In Grupe v. Glick, supra, 26 Cal.2d 680, the defendant had agreed to sell certain machines to the plaintiff and had expressly warranted that they were suitable for the purpose of refining oil. The contract gave the plaintiff the exclusive selling rights for the device, and it was contemplated by the parties that he would sell them at retail at an increased price over the price which he was obligated to pay to the defendant for them. Here again the object of the contract, so far as the plaintiff was concerned, was the purchase of these machines and the resale of them at a profit.
In Natural Soda Products Co. v. City of Los Angeles, 23 Cal.2d 193 [143 P.2d 12], the court did not have before it any question as to damages for the breach of a contract. There the court only held that the profits that the plaintiff might have made from the use of land, of which use it. had been wrongfully deprived by the defendant, was evidence of the value of that use.
Even if we assume that plaintiffs were entitled to recover damages of the type which we have been discussing, that is, a loss due to their being unable to reduce their cost of manufacture, then still the damages awarded are beyond those to which they were entitled under the contract. By the express terms of the contract the machine was warranted to operate for a period of only six months, but the damages awarded were based upon the so-called loss of profits over a period of nine months.

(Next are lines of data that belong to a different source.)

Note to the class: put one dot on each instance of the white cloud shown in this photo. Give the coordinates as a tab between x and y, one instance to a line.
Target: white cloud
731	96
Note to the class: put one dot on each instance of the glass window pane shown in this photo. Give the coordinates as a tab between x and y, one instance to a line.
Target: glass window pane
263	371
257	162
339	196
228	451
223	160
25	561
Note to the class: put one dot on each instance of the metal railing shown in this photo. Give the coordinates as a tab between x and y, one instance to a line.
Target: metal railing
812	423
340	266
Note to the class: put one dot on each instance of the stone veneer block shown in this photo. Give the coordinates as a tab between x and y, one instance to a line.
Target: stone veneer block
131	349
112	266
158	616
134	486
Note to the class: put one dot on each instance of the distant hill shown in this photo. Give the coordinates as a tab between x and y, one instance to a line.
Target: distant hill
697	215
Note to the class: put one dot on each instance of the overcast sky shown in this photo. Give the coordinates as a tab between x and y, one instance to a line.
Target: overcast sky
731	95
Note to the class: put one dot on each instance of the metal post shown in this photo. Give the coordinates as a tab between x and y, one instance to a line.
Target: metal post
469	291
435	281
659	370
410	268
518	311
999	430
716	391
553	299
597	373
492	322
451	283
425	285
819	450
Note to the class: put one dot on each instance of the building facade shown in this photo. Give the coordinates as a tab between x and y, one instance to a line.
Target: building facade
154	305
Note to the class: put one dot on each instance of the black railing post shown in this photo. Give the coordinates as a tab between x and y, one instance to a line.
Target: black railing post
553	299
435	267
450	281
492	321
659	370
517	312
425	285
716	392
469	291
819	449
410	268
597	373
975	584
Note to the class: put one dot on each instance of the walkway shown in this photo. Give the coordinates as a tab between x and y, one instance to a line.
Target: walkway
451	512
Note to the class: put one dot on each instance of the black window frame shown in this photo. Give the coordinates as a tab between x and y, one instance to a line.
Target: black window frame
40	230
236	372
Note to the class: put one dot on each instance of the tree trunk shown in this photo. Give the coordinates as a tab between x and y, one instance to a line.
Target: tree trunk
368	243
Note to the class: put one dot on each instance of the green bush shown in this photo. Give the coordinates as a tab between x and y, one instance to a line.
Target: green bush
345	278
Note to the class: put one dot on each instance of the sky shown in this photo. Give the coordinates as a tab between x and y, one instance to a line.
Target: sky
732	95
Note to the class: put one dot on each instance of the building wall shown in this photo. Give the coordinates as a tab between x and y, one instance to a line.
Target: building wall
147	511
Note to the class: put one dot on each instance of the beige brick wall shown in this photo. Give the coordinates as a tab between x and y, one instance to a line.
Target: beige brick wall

It is impossible for me to see upon what theory the majority can uphold this award.
I would reverse the judgment with directions to the trial court to enter judgment for the plaintiffs for the sum of $12,291.25, this being the sum of the damages awarded by the trial court as the difference between the value of the *17machine delivered and the amount paid by the respondents therefor and the moneys expended by respondents to cure the defects in the machine.
Appellants’ petition for a hearing by the Supreme Court was denied June 20, 1956.

Assigned by Chairman of Judicial Council.